Há algum tempo tive que assistir uma palestra, por determinação de uma instituição privada de ensino, do colunista da Veja e economista Claudio de Moura Castro. Sem enrubecer o rosto, e sem qualquer análise crítica, ele simplesmente disse que o maior educador de todos os tempos não foi Jean Piaget, Lev Vygotsky ou Paulo Freire, mas sim Walt Disney.
É óbio que é uma afirmação equivocada. Me parece claro que há dezenas de outros educadores e educadoras que poderiam estar na lista de maiores educadores, e não Disney.
Mas, infelizmente, em nossa sociedade do capitalismo neoliberal a imagem é mais importante do que o conteúdo, o ter é melhor do que o ser, o interesse privado egoístico é privilegiado com relação ao interesse público e coletivo.
Em nossa sociedade na qual poucos conglomerados dominam a mídia mundial, e os meios de comunicação monopolísticos e grandes empresas de mídia digital dominam o que a maioria de nossas crianças, adolescentes e adultos vão saber, debater, acreditar e pautar suas vidas.
Nos últimos dias assisti a dois longa-metragens da Disney-Pixar, e nas duas o mundo perfeito seria “sem políticos e sem burocracia”.
Isso mesmo, desenhos e filmes com indicação livre ou 10 anos, que serão assistidos por milhões de crianças e adolescentes, e seus pais que transferem a educação de seus filhos para a TV e celular, pautam no sentido de que uma sociedade perfeita não terá políticos e nem burocracia!
Não, esses desenhos não pregam uma sociedade anarquista ou comunista, sem Estado, sem desigualdades, sem injustiças, sem exploração do homem pelo homem, com uma radical democracia direta e deliberativa, sem capitalismo. Pelo contrário.
Os desenhos, filmes e programas de TV mostram que não podemos confiar em governos, em Estados, em burocracias, em políticos. Podemos confiar em grandes empresas privadas, eficientes, íntegras, que garantam os interesses da sociedade.
Note-se que meu questionamento não é contra quem fiscaliza, critica, cobra dos políticos. Isso eu defendo, isso é política! O que abomino é acreditar que em uma sociedade perfeita devamos exterminar os políticos.
O que seria uma sociedade sem políticos? Seria uma nação sem eleições, sem Democracia, sem participação social, sem política. Uma sociedade na qual existiria um indivíduo iluminado, ou um grupo restrito de sujeitos, que não seriam políticos, mas gerentes eficientes. Resumindo: seria uma ditadura.
O que seria uma sociedade sem burocracia? Para começar, para que serve a burocracia?
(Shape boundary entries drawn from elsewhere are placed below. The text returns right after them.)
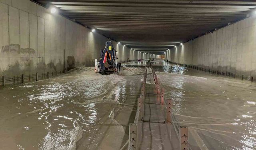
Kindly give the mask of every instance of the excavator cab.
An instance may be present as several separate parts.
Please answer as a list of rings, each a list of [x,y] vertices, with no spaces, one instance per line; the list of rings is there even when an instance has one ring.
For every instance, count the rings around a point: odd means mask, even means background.
[[[118,63],[116,51],[111,41],[106,42],[105,48],[100,50],[100,58],[98,62],[95,59],[95,72],[102,74],[109,74],[121,71],[121,63]]]

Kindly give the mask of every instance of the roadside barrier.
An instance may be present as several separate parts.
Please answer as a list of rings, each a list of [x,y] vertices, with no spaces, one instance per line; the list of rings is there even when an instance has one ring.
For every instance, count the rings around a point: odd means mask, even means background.
[[[24,84],[32,81],[37,81],[44,79],[48,79],[54,76],[58,76],[59,74],[62,74],[61,71],[58,71],[42,73],[39,74],[36,72],[35,74],[14,76],[13,77],[6,77],[5,76],[2,76],[2,80],[0,80],[0,84],[2,86],[5,86],[7,85]],[[63,72],[64,73],[64,72]]]

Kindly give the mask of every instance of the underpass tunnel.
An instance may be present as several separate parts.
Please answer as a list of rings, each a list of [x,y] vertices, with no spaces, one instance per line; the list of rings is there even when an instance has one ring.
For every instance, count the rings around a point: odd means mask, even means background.
[[[0,0],[0,150],[256,149],[255,0]]]

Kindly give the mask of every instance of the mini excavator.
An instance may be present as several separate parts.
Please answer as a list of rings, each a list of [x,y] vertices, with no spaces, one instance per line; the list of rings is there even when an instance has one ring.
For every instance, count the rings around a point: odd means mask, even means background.
[[[118,59],[116,53],[111,41],[107,41],[105,48],[100,50],[100,61],[95,59],[95,72],[107,75],[121,71],[121,63],[117,63],[116,60]]]

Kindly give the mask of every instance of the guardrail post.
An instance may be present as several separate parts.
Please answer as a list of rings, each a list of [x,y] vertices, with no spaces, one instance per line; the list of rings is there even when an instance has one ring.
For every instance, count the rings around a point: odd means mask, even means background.
[[[143,90],[143,88],[141,89],[140,97],[143,100],[145,100],[145,91]]]
[[[180,149],[186,150],[188,149],[188,128],[186,126],[180,126]]]
[[[162,88],[161,90],[161,104],[164,104],[164,88]]]
[[[36,72],[36,81],[38,81],[38,73]]]
[[[157,90],[157,94],[160,94],[160,85],[159,84],[159,81],[158,81],[158,80],[157,80],[157,89],[156,89],[156,90]]]
[[[138,108],[139,109],[139,120],[143,120],[144,114],[144,103],[143,99],[141,98],[138,98]]]
[[[129,126],[129,150],[137,150],[137,125],[130,124]]]
[[[21,75],[21,83],[24,83],[24,74]]]
[[[2,84],[3,86],[5,86],[5,76],[4,76],[2,77]]]
[[[167,109],[166,109],[166,119],[165,123],[172,124],[172,100],[167,100]]]

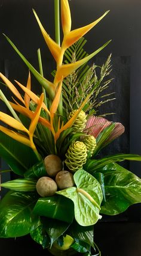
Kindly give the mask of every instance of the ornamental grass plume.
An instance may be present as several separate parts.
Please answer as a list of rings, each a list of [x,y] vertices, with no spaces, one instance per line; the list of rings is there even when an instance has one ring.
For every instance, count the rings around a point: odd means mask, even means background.
[[[54,255],[100,256],[94,242],[94,225],[103,215],[118,215],[141,202],[140,179],[119,162],[141,161],[141,156],[119,153],[102,157],[99,154],[124,127],[96,116],[102,114],[97,113],[99,105],[113,100],[97,102],[112,81],[107,79],[111,56],[102,67],[90,67],[88,61],[111,40],[88,55],[83,49],[86,40],[82,37],[109,11],[72,30],[69,1],[60,0],[60,43],[59,4],[54,0],[55,40],[33,10],[56,62],[51,81],[44,76],[39,49],[39,72],[5,35],[29,75],[23,85],[16,79],[11,82],[0,73],[1,85],[13,93],[9,100],[0,90],[0,99],[10,113],[0,112],[4,123],[0,126],[0,156],[20,176],[0,184],[9,189],[0,201],[0,237],[30,234]],[[41,95],[32,91],[32,75],[41,85]],[[102,94],[102,99],[111,94]]]

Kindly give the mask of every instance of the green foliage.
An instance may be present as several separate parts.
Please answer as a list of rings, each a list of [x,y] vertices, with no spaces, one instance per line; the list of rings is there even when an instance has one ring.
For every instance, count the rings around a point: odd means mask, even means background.
[[[106,202],[100,212],[115,215],[141,202],[141,180],[117,163],[106,165],[100,171],[105,176]]]
[[[0,132],[0,156],[17,174],[24,172],[38,159],[33,150]],[[29,157],[30,156],[30,157]]]
[[[84,38],[81,38],[68,49],[65,54],[65,63],[75,62],[87,56],[88,54],[83,48],[86,42]],[[97,115],[100,106],[115,99],[111,97],[114,93],[103,94],[112,81],[112,79],[106,79],[111,72],[111,55],[102,67],[94,64],[90,67],[88,64],[85,64],[63,80],[63,102],[66,116],[73,110],[79,108],[90,93],[93,93],[91,97],[84,108],[89,115]],[[97,73],[100,75],[97,75]],[[52,75],[54,76],[55,72]]]
[[[79,225],[93,225],[101,218],[99,215],[102,201],[100,185],[96,178],[82,169],[77,171],[73,178],[76,187],[69,187],[56,193],[73,201],[75,218]]]
[[[59,195],[39,198],[34,207],[33,213],[68,223],[71,223],[74,216],[73,203]]]
[[[32,192],[10,191],[0,201],[0,237],[16,237],[29,234],[38,225],[32,212],[37,200]]]

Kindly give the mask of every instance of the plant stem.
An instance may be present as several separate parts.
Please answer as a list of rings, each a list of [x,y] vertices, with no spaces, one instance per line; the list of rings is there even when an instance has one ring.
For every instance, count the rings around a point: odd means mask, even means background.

Burocracia serve para que você tenha direito ao contraditório e ampla defesa junto ao Poder Público; que para você ser contratado pelo Estado participe de um concurso público isonômico e que a Administração Pública tenha servidores profissionalizados; que para sua empresa privada ser contratada pelo Poder Público, participe de uma licitação; que você saiba como a Administração Pública vai se portar em assuntos de interesse público, com prazos fixados em lei, sem surpresas, sem preferências injustificadas. Enfim, burocracia serve para tentar acabar com o patrimonialismo, a corrupção, o clientelismo, o nepotismo, etc. Procedimentos inúteis, ineficientes, contrários ao interesse público, não é burocracia, mas o que não foi implementado a contento da burocracia, é “burrocracia”.
O que seria um mundo sem políticos e sem burocracia? Seria uma ditadura patrimonialista, em que poucos e gigantescos conglomerados privados e indivíduos iluminados pautariam a sociedade. É essa a lição que tiramos hoje dos filmes da Disney e demais meios de comunicação da chamada “velha mídia”.